I used to work for a company that extruded polypropylene (PP), lots of PP, as in it extruded PP and very little of anything else. Obviously, they were quite sensitive to its pricing - the CFO knew exactly how much each penny increase cost the company on a yearly basis. When prices started rising, the scythe of the layoff demon would start swinging. As I recall, it was one person for every 5 cents increase.
I can only imagine how they are handling the increases this year. When I got back from Boston last week, the Plastics News sitting in my mailbox had a lead story of a double digit increase (again) - 15 cents since April - making for a total increase of 27 cents just this year. How can anyone handle those increases in such a short time period? Some processors are simply moving away to alternative resins, such as polystyrene, the very same resin that fell out of demand as people moved to PP instead.

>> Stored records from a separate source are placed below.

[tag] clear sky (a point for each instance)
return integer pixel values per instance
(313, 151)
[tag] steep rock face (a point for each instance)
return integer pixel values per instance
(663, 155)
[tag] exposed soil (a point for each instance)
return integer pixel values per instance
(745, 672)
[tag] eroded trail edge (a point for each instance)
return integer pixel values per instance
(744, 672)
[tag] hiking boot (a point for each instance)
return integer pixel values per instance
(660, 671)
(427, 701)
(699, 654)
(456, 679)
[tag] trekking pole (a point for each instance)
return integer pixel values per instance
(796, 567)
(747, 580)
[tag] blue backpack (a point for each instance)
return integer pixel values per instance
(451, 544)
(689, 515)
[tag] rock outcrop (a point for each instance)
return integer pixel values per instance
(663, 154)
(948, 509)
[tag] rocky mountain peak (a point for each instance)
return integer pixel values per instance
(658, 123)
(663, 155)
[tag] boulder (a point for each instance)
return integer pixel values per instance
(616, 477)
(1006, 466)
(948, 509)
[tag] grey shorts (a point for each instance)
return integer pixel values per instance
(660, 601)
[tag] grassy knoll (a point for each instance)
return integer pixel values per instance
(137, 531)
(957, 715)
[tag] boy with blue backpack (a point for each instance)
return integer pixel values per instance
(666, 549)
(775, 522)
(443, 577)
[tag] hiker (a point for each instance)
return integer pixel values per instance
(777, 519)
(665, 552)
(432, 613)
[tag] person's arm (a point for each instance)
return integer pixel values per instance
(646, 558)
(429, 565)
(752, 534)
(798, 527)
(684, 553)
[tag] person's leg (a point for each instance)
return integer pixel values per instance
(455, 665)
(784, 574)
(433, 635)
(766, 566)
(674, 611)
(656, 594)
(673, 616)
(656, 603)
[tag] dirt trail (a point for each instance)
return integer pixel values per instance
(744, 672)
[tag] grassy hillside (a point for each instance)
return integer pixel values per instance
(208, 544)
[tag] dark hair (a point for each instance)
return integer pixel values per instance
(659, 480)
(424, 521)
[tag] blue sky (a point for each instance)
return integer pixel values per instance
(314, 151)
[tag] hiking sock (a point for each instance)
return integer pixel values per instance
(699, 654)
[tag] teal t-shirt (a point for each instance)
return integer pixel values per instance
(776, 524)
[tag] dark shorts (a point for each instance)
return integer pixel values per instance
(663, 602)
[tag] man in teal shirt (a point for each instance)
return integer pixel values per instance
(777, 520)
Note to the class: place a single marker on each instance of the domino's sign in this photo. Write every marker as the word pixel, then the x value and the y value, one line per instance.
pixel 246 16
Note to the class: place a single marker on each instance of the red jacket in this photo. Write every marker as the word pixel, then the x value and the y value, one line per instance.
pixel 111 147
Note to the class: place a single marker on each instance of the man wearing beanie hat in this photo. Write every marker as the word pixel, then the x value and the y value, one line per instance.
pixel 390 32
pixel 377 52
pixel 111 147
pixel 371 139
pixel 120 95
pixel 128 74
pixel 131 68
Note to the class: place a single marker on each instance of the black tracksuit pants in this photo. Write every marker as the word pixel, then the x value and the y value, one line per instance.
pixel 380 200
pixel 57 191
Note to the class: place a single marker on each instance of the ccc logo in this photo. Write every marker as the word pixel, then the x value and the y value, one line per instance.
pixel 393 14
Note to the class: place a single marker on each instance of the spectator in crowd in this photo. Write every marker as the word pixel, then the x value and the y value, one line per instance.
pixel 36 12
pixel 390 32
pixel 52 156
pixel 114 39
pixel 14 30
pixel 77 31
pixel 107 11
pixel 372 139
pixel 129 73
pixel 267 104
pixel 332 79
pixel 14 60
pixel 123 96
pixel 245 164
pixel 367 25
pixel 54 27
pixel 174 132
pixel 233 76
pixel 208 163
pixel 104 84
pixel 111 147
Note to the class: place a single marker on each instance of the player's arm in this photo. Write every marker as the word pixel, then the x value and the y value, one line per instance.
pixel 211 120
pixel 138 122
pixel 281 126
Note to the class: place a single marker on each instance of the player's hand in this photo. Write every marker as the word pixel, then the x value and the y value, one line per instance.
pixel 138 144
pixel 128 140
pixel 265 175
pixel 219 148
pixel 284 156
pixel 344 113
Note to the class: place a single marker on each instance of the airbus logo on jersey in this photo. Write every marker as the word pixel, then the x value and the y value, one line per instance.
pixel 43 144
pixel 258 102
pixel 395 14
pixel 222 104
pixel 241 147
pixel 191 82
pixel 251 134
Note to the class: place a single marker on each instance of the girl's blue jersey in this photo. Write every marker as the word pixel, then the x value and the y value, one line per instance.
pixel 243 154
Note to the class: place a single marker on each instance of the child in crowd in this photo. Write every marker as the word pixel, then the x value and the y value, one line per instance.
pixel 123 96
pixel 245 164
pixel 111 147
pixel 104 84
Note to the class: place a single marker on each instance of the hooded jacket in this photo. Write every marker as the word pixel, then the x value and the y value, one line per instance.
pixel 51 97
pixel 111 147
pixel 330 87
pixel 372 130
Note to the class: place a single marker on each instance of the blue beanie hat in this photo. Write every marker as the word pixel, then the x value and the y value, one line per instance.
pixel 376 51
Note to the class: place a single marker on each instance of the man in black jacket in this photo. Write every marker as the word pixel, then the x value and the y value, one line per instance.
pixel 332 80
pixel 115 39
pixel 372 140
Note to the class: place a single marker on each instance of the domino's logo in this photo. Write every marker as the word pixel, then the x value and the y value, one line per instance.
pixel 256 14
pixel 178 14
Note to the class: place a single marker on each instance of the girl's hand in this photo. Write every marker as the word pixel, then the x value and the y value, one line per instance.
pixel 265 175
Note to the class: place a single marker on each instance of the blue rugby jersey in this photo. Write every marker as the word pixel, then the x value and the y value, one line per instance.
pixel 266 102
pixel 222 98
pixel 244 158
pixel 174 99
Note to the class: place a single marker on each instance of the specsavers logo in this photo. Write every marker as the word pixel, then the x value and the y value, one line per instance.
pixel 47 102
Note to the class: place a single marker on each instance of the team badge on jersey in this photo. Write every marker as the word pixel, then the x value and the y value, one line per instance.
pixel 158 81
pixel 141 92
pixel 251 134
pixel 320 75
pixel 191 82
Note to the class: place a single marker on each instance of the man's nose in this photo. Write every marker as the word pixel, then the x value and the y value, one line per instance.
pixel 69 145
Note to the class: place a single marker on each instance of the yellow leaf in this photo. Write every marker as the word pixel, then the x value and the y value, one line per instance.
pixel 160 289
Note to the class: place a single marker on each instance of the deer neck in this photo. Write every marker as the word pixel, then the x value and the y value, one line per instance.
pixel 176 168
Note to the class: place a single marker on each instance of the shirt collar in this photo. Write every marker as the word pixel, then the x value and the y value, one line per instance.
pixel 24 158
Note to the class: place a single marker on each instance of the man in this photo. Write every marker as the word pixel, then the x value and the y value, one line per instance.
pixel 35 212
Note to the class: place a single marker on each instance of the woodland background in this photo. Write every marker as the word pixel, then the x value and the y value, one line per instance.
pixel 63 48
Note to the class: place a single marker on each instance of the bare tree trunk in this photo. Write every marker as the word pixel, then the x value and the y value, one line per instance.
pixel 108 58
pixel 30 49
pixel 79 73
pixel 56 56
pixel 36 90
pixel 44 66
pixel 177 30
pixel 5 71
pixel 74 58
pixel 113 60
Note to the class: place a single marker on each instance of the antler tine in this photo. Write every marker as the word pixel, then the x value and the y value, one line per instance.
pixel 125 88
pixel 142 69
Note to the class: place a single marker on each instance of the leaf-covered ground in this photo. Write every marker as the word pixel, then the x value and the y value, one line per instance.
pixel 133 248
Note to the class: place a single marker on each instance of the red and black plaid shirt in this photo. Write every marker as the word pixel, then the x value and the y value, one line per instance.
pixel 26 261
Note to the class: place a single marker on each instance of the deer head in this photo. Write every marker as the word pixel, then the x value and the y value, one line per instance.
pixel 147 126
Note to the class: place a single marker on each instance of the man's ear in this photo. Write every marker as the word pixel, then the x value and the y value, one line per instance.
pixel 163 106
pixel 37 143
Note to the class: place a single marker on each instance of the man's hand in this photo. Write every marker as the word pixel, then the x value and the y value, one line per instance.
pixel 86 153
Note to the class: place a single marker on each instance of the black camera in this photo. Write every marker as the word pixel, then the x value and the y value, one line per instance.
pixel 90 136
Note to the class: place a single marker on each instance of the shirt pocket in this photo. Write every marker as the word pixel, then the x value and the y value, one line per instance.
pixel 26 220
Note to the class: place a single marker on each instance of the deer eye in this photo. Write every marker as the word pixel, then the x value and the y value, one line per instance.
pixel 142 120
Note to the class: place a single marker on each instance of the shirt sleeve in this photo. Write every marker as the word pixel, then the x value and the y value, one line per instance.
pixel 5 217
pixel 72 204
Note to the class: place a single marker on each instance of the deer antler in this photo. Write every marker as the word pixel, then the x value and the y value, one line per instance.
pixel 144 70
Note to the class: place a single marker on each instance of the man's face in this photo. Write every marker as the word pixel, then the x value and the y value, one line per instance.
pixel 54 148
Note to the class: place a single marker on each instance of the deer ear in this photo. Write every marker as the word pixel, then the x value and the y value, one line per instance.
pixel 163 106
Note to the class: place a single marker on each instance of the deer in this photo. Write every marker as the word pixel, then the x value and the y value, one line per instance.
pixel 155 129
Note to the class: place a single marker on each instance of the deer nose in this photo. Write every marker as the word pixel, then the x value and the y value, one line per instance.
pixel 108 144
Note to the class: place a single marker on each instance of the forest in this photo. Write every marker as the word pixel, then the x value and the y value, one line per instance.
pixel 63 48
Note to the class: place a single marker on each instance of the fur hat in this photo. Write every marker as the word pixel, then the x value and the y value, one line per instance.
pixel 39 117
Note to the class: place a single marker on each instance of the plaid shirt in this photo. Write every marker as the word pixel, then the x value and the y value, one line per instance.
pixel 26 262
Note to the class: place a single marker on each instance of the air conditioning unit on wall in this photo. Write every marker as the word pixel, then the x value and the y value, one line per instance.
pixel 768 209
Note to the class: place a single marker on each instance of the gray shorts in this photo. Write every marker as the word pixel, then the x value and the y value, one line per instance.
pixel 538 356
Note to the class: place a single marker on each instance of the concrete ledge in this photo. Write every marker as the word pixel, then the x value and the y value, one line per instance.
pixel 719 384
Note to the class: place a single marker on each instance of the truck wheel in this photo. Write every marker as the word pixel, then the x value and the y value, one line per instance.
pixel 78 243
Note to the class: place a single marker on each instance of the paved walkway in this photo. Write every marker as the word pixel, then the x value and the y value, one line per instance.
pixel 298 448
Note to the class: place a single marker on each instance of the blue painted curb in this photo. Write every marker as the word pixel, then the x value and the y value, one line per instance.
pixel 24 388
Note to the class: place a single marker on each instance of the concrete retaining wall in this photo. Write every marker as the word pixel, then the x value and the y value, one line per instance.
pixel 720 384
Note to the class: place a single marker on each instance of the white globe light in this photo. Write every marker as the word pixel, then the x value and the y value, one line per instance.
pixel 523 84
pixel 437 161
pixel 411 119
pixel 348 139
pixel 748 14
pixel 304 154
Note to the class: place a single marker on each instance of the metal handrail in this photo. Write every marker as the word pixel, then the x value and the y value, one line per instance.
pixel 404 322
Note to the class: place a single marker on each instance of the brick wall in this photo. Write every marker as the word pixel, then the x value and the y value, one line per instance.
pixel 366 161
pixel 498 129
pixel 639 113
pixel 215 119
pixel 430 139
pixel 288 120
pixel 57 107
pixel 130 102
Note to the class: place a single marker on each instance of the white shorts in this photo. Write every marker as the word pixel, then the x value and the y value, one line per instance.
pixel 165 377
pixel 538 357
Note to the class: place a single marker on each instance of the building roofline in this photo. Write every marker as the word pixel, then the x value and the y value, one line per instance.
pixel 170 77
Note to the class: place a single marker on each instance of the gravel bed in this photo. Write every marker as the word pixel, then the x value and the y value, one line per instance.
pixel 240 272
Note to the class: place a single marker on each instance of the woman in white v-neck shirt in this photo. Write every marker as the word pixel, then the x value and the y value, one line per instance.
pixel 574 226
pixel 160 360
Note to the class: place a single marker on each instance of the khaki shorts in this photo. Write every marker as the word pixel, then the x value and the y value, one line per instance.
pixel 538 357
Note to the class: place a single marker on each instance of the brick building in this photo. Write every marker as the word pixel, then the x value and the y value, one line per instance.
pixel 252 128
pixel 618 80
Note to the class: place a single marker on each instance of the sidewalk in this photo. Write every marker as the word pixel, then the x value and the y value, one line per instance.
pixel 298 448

There's a number of reasons for the increases, including one supplier declaring force majeur, and weather-related issues affecting other suppliers in the South. Also, the increased use of methane as a feedstock doesn't help.[*]
At the same time, people are seeing opportunities here and are responding. ICIS is reporting that Dow is now looking at cracking propane and butane to make propylene. None of these changes will happen quickly so I certainly wouldn't hold my breath on prices dropping significantly anytime soon, and I would expect the layoffs to continue at the old employer of mine. I'm glad my current employer is not as beholden to PP.
[*] It helps the (poly)ethylene markets as it's easier to make ethylene from methane than it is to make propylene. And once you have ethylene, you can make vinyl chlorine monomer as well, so PVC is not affected by these changes much either.